La tête d'une fourmi vue au microscope...
(image internet)
C'était une nuit noire, la lune avait été avalée par de gros nuages, le vent courait la campagne en hurlant et faisait craquer les branches du marronnier, je m'inquiétais pour le jardin qui allait être demain dans un triste état.
J'avais le moral en berne un peu comme les branches du saule pleureur, il s'effilochait à mesure que le tic tac de l'horloge marquait le temps ; les heures poussaient les minutes qui se heurtaient aux secondes de ce temps qui n'en finissait pas...tandis que, blottie dans mon fauteuil, j'essayais en vain de me réchauffer les mains contre ma tasse de tisane.
Finalement la fatigue de cette journée qui avait été assez trépidante eut raison de moi et je m'assoupis.
Un bruit de moteur puissant supplanta celui du vent, une grande lumière inonda le jardin, on y voyait comme en plein jour, qu'est-ce que ce la signifiait ?
J'allais à la fenêtre encore engourdie de sommeil, ma nuque me lançait, j'avais sans doute choper un torticolis, mais j'oubliais très vite mes petits bobos, ce que je voyais était stupéfiant !
Je suis habituellement d'une nature méfiante et surtout très cartésienne, jamais au paravent je n'avais prêté de crédit aux extra terrestres et les films qui relataient leurs aventures, me rasaient copieusement, mais ce soir tout basculait !
Je ne pouvais détacher mes yeux de cette énorme machine qui avait atterrit dans le pré des voisins, un vaisseau de la hauteur d'un immeuble reposait là-bas, le bruit du moteur stoppa net, j'attendis encore, je me frottais les yeux, mais ce que je voyais était un vrai cauchemar, une gigantesque soucoupe volante venue de je ne sais où était arrivée sur la terre, là, dans le près des voisins !
Avec angoisse, je me demandais ce qui allait sortir de ce mastodonte et ce que ces créatures nous voulaient, les images des films que je n'avais regardé que d'un œil distrait et amusé, me revenaient en boucle, en général lorsque ces créatures (E.T. mis à part) se déplaçaient c'était dans un but de conquête. Allaient-ils nous détruire sans même descendre de leur engin ?
Mais, rien ne bougeait, ils étaient peut-être tous morts ?
J'attendis longtemps figée devant ma fenêtre, je remarquais que le vent s'était calmé, était-ce le déplacement d'air de ce vaisseau de Mars, de Vénus ou de la lune qui avait engendré la tempête ?
Pour l'heure, la campagne baignait dans une lumière fluorescente qui était du au resplendissement de l'engin qui ne bougeait toujours pas.
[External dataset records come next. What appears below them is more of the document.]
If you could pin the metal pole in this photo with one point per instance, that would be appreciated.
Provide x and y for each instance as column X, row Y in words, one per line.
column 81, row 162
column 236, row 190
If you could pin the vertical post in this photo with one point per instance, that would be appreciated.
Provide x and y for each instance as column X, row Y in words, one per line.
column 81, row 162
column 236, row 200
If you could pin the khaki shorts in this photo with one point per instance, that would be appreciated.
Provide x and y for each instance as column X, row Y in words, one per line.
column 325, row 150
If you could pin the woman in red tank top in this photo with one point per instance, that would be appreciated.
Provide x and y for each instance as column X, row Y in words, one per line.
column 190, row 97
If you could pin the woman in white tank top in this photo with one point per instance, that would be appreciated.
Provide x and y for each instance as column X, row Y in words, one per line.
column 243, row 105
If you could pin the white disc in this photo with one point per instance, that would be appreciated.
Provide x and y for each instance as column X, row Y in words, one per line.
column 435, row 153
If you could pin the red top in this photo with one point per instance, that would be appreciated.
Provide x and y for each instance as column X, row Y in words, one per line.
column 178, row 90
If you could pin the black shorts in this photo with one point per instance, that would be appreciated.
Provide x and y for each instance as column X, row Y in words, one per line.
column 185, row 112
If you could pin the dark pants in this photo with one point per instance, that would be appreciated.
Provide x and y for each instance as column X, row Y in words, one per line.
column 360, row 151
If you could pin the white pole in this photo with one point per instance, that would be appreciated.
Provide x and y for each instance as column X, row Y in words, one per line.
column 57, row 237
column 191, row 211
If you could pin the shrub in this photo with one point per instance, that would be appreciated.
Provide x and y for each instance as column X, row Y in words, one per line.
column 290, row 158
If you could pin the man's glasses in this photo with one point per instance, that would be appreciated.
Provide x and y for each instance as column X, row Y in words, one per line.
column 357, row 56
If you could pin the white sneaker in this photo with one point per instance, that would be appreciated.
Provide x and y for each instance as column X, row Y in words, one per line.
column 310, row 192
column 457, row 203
L'horloge sonna minuit et je sursautais, je ne voulais pas me coucher ni dormir, il fallait que je reste vigilante car je voulais pouvoir me sauver si cela était nécessaire.
Alors brusquement les lumières du vaisseau s'éteignirent, un silence d'outre-tombe retomba sur la campagne que la nuit recouvrit, tout était d'un noir d'encre et je ne distinguais plus rien, mon cœur cognait dans ma poitrine comme si j'avais couru, le moindre petit craquement, le moindre frôlement m'effrayait.
Alors quand une bûche, à grand fracas tomba dans la cheminée suivie d'une gerbe d'étincelles, j'eus envie de hurler, cependant qu'au dehors, tout restait calme, trop calme, un peu comme avant une tempête...
Et puis je le vis ! Effrayant ! tout bleu, hideux, immobile derrière la vitre de la baie, il me fixait !
Quand je me réveillais, un rayon de soleil me caressait la joue, tout était calme, tranquille, un coq chanta, c'est alors que les souvenirs de la nuit affluèrent et la peur revint m'enserrant dans ces griffes, et sans bruit j'allais à pas de loup vers la fenêtre.
La campagne lavée par la pluie de la veille étincelait sous un beau ciel bleu irradié de soleil, deux pies sautillaient sur le gazon et dans le pré là-bas...il n'y avait que quelques vaches qui broutaient paisiblement.